Trainiert werden folgende Muskeln: Fußmuskulatur, Waden, Beinbizeps, Quadrizeps, Adduktoren, Iliopsoas, Glutaeus Maximus, Rückenstrecker, Latissimus, Trapezius (insebsodere der Pars Descendens), Sternocleidomastoideus, Rumpfmuskulatur.

Absolviert man in der Trainingsgestaltung zahlreiche Wiederholungen wird insbesondere die Nackenmuskulatur gestärkt. Doch als isometrische Übung entfaltet die Ringerbrücke erst ihr Potential als Ganzkörperkraftübung. Dazu kann man die Position entweder für einen bestimmten Zeitraum halten (Karl Gotch hat das angeblich einmal für 45 Minuten geschafft) oder man kann den Brustkorb durch einen zusätzlichen Widerstand erschweren, indem ein Trainingspartner sich darauf setzt (Karl Gotch hat zuweilen auf dem Brustkorb eines von ihm zu trainierenden Ringers die Tageszeitung gelesen).

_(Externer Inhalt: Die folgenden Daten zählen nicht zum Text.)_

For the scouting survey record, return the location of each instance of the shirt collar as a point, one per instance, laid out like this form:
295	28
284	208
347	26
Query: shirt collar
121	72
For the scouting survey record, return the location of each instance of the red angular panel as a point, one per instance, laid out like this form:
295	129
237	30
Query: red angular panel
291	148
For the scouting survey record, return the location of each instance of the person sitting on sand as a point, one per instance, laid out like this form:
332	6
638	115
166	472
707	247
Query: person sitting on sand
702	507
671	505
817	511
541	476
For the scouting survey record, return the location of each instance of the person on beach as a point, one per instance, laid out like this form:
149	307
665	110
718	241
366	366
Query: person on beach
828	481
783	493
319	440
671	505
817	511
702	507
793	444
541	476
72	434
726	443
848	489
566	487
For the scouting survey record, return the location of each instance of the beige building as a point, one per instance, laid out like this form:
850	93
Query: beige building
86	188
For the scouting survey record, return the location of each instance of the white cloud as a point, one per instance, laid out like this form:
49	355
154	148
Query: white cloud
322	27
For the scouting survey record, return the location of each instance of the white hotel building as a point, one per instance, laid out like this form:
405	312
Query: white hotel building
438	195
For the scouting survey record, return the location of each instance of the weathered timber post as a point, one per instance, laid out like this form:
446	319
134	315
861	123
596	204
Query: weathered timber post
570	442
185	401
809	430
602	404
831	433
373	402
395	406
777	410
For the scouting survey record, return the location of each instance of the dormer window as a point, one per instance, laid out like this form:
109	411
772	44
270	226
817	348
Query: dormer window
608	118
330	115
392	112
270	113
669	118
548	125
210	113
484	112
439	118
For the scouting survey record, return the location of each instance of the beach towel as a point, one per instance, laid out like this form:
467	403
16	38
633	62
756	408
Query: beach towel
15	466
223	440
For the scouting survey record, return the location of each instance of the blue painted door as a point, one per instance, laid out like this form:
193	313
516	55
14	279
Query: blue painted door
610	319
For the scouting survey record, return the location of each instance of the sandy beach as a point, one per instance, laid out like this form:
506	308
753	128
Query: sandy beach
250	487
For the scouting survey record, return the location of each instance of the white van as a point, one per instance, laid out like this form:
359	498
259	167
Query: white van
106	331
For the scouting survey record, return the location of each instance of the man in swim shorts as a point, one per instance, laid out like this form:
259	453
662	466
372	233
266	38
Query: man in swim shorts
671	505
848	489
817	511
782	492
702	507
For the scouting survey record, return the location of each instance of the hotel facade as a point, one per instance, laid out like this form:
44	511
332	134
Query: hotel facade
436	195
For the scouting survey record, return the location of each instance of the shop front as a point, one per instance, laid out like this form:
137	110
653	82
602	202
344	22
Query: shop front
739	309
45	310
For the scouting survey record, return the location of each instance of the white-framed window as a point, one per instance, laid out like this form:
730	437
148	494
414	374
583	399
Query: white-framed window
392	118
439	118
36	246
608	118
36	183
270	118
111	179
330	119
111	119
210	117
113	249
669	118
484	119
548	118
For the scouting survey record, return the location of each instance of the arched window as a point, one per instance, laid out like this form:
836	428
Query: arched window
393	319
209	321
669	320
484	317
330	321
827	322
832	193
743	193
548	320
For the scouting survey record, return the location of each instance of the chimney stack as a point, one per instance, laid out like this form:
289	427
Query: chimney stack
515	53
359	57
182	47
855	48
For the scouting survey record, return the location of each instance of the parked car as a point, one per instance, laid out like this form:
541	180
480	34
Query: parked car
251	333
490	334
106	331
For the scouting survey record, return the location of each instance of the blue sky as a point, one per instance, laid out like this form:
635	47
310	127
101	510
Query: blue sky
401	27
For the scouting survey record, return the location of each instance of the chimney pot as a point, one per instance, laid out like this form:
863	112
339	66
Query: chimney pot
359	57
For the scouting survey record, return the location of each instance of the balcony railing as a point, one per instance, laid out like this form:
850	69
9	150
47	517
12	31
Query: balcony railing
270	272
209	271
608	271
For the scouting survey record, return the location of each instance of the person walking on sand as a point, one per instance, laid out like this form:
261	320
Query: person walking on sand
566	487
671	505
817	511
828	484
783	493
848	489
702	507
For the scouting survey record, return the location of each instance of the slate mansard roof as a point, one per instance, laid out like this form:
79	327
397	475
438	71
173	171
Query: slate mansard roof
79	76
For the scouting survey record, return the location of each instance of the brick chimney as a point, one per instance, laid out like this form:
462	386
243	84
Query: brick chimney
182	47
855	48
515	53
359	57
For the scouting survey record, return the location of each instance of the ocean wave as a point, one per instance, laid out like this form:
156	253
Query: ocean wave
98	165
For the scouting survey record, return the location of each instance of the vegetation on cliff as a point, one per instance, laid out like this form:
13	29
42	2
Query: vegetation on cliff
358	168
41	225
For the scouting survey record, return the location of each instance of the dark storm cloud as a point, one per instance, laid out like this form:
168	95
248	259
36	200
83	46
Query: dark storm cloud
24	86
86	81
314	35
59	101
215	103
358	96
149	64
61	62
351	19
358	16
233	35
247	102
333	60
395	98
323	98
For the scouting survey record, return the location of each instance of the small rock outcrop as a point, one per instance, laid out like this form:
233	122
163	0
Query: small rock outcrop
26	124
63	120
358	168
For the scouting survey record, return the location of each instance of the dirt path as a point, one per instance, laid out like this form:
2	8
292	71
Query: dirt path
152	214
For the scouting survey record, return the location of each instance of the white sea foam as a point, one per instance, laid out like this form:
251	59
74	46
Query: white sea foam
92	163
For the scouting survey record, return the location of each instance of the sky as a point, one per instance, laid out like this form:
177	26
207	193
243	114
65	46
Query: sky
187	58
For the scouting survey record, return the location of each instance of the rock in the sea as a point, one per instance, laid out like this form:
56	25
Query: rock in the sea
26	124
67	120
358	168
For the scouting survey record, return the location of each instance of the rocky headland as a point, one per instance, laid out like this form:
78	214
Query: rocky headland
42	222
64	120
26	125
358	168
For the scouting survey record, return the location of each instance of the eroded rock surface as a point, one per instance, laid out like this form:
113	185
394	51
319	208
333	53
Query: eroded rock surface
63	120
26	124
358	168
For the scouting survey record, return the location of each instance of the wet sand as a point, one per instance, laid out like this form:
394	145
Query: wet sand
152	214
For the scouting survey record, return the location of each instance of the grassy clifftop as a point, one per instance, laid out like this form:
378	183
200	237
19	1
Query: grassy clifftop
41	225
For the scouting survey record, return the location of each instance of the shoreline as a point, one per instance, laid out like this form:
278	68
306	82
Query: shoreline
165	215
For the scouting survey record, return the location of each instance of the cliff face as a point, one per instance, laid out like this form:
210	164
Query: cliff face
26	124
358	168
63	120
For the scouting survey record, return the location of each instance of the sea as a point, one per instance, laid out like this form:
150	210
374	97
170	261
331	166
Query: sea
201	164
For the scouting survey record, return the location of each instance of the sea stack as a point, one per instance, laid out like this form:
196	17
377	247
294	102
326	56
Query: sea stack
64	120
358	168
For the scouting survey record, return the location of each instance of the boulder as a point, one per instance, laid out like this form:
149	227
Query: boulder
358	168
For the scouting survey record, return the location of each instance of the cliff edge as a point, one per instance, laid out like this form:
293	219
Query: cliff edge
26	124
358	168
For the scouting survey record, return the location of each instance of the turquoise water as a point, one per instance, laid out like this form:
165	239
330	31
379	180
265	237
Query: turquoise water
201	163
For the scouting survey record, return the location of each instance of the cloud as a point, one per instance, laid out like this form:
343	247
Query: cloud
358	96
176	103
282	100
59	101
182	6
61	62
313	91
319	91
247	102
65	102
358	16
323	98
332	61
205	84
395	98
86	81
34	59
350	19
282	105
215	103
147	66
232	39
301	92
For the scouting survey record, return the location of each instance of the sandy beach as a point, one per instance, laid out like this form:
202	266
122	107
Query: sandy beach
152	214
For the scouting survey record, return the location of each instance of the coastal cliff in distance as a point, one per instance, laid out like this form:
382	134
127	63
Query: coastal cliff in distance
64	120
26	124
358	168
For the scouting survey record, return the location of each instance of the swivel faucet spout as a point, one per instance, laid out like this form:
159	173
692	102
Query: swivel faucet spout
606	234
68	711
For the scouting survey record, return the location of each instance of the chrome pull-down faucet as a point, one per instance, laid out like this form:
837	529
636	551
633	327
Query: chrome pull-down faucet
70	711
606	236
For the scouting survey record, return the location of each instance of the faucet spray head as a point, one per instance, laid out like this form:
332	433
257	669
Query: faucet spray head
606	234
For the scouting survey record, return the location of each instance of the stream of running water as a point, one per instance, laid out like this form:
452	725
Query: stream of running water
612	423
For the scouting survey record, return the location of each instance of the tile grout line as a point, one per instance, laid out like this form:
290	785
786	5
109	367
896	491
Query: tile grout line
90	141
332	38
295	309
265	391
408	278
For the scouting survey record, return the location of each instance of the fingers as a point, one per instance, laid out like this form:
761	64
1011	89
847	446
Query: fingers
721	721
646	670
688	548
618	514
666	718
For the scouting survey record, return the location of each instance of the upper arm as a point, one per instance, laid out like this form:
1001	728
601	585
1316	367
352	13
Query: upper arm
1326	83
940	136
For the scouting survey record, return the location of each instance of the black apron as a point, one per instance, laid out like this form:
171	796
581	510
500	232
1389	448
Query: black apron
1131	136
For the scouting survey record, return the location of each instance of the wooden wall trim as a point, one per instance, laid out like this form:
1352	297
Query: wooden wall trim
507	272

Da die Muskeln der hinteren Muskelkette durch die Ringerbrücke unter große Spannung gesetzt werden, ist es hilfreich sie häufig zu entspannen, am besten vorher, nachher und zu beliebigen Zeitpunkten im Tagesablauf. Die effektivste Übung dazu ist das Asana ‘Stehende Vorbeuge’ (ind.: Urdhva Uttanasana). Dazu steht man zunächst kerzengerade, spannt das Gesäß an, zieht die Kniescheiben an und beugt sich dann in der Hüfte, wie bei einem Scharniergelenk, nach vorne. Zu beachten hierbei ist, dass die Lendenwirbelsäule immerzu gerade sein muss und die Kniescheiben permanent angezogen bleiben. Andernfalls erreicht man die gewollte Dehnung nicht und prophoziert obendrein Bandscheibenvorfälle. Hinzu kommt die Bedeutung des Wortes ‘Asana’, übersetzt heisst es soviel wie ‘Sitz, Position, Haltung’. Es beinhaltet jedoch, das die jeweilige Position auf angenehme Weise ausgeführt wird. Hat man Schmerzen bei einem Asana, läuft etwas falsch. Ein Ziehen in den Kniekehlen während der Stehenden Vorbeuge ist gewollt, doch weiter sollte man nicht gehen.